Despite the global consensus on the importance of shifting to a model of sustainable development, identifying pathways that can simultaneously and equally fulfil social, economic and environmental goals remains extremely arduous. This paper analyses opportunities for and barriers to the effective adoption of eco-social policies in national programmes by undertaking a comparative analysis of three case studies: Payment for Ecosystem Services in Costa Rica, the Ishpingo-Tambococha-Tiputin (ITT) proposal for Yasuní National Park in Ecuador and the Virunga Alliance in the Democratic Republic of Congo.

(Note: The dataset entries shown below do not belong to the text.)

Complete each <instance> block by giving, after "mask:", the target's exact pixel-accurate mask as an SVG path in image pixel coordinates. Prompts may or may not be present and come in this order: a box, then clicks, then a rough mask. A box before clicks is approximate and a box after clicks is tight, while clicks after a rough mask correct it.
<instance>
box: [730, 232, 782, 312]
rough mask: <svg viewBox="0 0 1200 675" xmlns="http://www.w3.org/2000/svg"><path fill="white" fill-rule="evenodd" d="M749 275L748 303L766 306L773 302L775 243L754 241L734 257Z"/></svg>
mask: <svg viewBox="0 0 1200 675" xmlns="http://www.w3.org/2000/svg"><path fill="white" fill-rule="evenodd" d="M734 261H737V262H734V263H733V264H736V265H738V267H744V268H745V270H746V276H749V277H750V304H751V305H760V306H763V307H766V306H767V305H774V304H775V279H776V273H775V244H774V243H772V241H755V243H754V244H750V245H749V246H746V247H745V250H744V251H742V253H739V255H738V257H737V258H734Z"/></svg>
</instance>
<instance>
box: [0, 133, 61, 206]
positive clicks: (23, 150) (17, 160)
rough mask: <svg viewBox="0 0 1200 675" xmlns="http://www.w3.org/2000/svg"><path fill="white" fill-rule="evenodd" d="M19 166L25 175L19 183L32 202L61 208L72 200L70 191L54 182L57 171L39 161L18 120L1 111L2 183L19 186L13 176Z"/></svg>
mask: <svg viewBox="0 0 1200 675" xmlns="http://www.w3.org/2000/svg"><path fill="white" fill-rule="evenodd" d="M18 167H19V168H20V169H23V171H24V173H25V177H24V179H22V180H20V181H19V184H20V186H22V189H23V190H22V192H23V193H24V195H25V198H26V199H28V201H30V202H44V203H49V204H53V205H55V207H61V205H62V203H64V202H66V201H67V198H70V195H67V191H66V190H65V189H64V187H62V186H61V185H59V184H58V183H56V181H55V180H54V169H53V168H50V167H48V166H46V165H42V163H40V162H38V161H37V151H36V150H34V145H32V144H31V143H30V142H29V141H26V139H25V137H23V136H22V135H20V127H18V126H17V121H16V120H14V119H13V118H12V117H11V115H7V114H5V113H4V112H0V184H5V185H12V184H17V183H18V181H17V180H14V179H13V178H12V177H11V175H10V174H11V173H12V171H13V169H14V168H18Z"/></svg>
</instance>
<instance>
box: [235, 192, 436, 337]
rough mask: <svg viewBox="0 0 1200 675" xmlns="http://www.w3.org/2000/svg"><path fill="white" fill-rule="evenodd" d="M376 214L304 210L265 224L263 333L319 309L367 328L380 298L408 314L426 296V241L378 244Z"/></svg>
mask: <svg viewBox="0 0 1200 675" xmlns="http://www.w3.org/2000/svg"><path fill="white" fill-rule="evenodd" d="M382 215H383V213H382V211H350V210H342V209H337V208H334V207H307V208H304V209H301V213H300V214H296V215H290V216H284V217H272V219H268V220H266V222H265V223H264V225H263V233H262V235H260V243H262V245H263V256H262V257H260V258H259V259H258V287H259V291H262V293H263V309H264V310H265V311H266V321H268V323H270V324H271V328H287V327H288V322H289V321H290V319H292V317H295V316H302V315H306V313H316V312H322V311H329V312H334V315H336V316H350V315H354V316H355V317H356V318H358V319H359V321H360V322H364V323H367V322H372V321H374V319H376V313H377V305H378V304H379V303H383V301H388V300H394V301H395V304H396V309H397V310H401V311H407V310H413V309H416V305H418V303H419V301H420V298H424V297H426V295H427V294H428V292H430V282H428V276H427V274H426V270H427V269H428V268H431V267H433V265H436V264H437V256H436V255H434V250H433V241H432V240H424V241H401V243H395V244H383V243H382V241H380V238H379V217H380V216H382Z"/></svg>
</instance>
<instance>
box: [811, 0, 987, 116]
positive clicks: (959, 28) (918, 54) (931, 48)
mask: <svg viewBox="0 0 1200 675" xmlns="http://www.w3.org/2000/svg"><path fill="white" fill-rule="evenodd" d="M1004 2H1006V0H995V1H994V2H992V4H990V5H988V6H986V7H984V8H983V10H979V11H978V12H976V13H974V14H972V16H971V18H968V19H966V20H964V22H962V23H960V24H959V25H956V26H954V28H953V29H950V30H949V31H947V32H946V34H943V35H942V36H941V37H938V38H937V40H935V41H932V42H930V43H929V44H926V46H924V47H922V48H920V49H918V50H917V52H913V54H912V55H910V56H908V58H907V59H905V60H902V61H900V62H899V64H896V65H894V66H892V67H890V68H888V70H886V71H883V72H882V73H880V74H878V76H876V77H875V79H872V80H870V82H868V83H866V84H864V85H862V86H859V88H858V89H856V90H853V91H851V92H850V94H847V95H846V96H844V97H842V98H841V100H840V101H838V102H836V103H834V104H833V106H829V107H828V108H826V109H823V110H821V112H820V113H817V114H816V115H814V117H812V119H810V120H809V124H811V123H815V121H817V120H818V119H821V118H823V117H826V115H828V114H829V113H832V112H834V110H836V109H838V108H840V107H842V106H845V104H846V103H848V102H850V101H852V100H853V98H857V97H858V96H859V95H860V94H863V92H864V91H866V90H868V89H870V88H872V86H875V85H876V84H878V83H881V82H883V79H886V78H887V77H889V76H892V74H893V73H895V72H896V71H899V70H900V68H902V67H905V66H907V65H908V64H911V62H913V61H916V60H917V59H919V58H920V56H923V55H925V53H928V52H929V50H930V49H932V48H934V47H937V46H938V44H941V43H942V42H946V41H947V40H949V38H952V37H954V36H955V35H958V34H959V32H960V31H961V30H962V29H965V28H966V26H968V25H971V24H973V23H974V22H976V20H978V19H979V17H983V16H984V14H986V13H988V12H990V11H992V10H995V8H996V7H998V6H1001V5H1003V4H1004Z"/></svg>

The three programmes had varying degrees of success. The Payment for Ecosystem Services was a successful national programme that led to unprecedented forest recovery in Costa Rica. On the contrary, the ITT proposal for the Yasuní National Park was a governmental policy initiative that failed due to various national and international issues. The promising Virunga Alliance, a development project implemented in Virunga Park is at risk due to regional insecurity and a fragile national economy.
The author looks at the different approaches taken in each country, analysing the benefits and trade-offs as well as the factors that led to their adoption or defeat. She then examines how the actors involved, the economic agenda, the national and international contexts, and the national policy framework influenced the success or failure of eco-social policies. Drawing from this, she identifies topics for future research on the topic.
At the time of writing, Diletta Carmi was working as a Civil Servant at LVIA (Lay Volunteers International Association) in Burkina Faso, dealing with communication, coordination and research for a project on food security.